Surgical options for atlantoaxial TB include anterior decompression, posterior instrumented fusion, and combined surgeries [
27]. A shorter route to the lesions was provided via an anterior operation and thus facilitated more efficient decompression and specimen collection. Anterior decompression can be conducted via the transoral approach, the anterior retropharyngeal approach, the lateral upper cervical approach, or the traditional Smith–Robinson anterior cervical approach. The transoral approach creates the most direct pathway, but disadvantages include a deep and narrow operative field and a higher risk of mixed infections from oral floras. Moreover, there might be complications, such as tongue edema, adversely influencing speech [
27]. The anterior retropharyngeal approach offers a wider operative field; not only C1 and C2 but also the lower clivus can be exposed. Therefore, contamination from the TB abscess and oropharyngeal bacteria can mostly be avoided. However, there are many vital neurovascular structures nearby, including the hypoglossal nerve, superior laryngeal nerve, mandibular branch of the facial nerve, facial artery, internal carotid artery, and internal jugular vein. The submandibular gland must also be resected intraoperatively. In general, this technique is more complex than other approaches. The lateral upper cervical approach is also commonly used. However, it is adjacent to the vertebral artery, only provides unilateral exposure to the atlantoaxial joint, and potentially requires external jugular vein ligation and carotid sheath exploration. The traditional Smith–Robinson anterior cervical approach is the route that neurosurgeons are most familiar with. It is relatively safe because there are no nearby vital neurovascular structures except the superior laryngeal nerve and hypoglossal nerve. However, the mandible is an obstacle to a wide expansion of the operative view and thorough infection foci removal. Posterior instrumented fusion offers robust stabilization. Atlantoaxial fusion alone, rather than occipital–cervical fusion, should be prioritized to preserve activity. Nevertheless, occipital–cervical fusion is indicated when there is basilar invagination or extensive atlantoaxial erosion [
11].
At first, the patient in this case report complained of solely severe nuchal pain and tightness without neurological deficits.
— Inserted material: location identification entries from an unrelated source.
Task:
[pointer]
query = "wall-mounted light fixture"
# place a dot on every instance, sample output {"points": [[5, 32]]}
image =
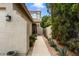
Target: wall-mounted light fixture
{"points": [[8, 18]]}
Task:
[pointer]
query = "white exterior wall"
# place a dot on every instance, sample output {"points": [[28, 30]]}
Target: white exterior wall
{"points": [[13, 35]]}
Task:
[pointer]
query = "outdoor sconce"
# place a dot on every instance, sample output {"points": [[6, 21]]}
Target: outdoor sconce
{"points": [[8, 18]]}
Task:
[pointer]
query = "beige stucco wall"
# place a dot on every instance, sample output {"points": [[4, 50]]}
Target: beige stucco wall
{"points": [[14, 35]]}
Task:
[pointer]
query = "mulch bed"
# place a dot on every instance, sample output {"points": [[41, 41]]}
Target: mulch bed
{"points": [[53, 52]]}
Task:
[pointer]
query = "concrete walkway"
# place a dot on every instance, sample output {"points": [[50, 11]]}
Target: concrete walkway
{"points": [[40, 48]]}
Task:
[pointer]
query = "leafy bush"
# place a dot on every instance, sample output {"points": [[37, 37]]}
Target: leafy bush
{"points": [[62, 51], [65, 23], [52, 43], [45, 21], [32, 39]]}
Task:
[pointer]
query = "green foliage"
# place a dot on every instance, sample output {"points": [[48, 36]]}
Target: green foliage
{"points": [[62, 51], [32, 39], [65, 22], [45, 21], [52, 43]]}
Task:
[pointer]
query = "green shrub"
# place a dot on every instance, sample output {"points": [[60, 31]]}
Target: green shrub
{"points": [[52, 43], [32, 39]]}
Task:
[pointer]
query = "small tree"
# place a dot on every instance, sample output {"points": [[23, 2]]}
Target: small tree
{"points": [[45, 21]]}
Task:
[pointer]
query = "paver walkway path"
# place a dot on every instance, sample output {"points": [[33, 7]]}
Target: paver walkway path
{"points": [[40, 48]]}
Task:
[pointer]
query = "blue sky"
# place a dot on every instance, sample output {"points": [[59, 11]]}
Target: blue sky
{"points": [[38, 6]]}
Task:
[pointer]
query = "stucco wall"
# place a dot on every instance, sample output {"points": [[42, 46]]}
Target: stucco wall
{"points": [[14, 34]]}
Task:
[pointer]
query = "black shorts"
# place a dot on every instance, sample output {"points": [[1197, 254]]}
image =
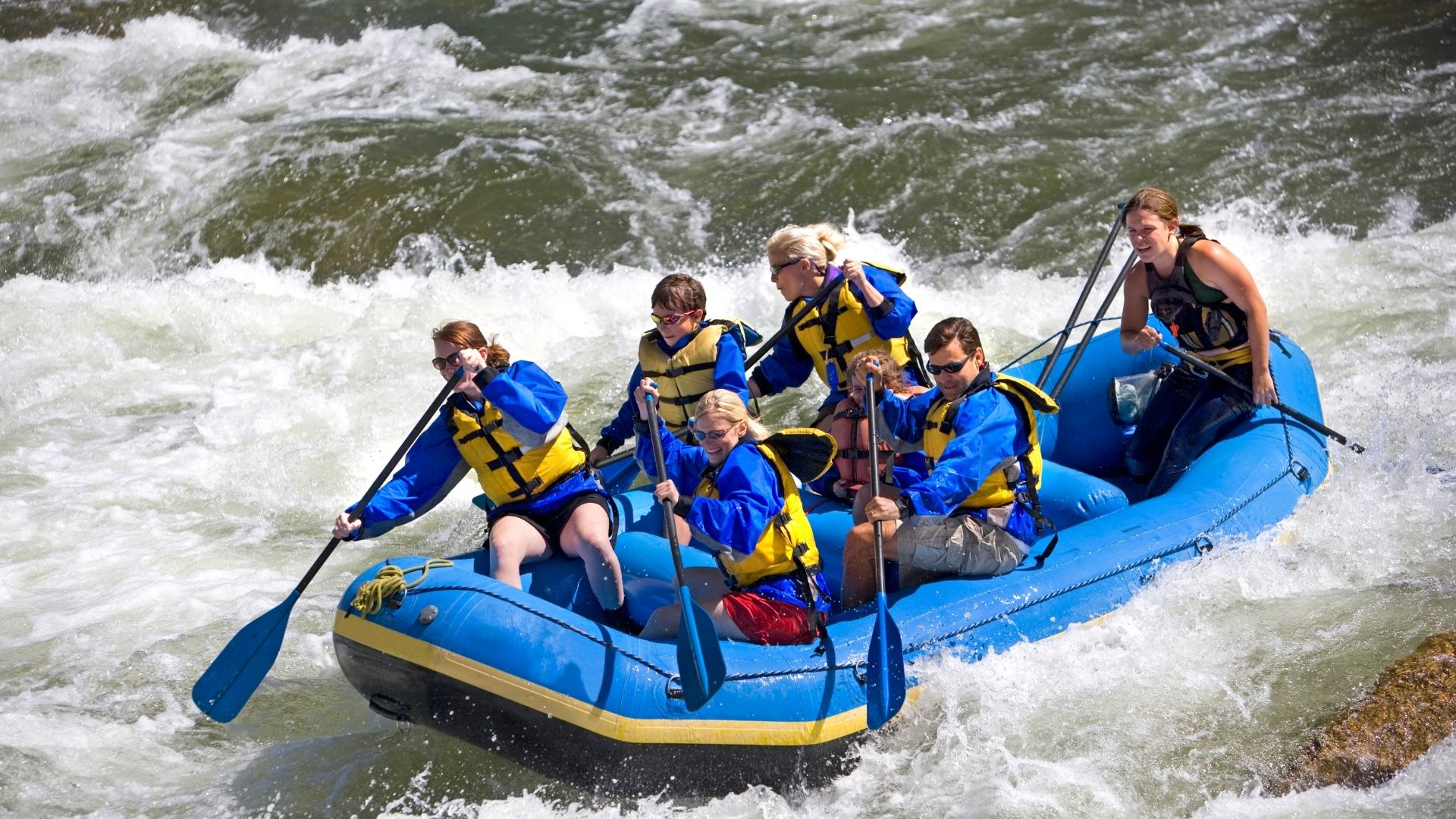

Consequently, we arranged a two-staged combined surgery for the purpose of treating a potential infection precisely prior to a posterior instrumented fusion with C1 lateral mass and C2 transpedicular screw fixation. The transoral biopsy was chosen due to a lower risk of vital neurovascular structure damage and less tissue damage. Good stability was achieved after the posterior surgery. When the abscess progressed and led to myelopathy two years later, we selected the transoral approach for prompt decompression of the spinal cord as well as specimen gathering. Second-staged occipital-cervical fusion, indicated due to right rotatory C1-C2 subluxation and extensive bony destruction, was originally planned subsequent to the completion of the antitubercular regimen. However, the patient declined the second-stage surgery because she recovered well postoperatively. Though the patient does not receive regular outpatient department follow-up visits now, she remains in contact with us and reports good functional status eight years after surgery.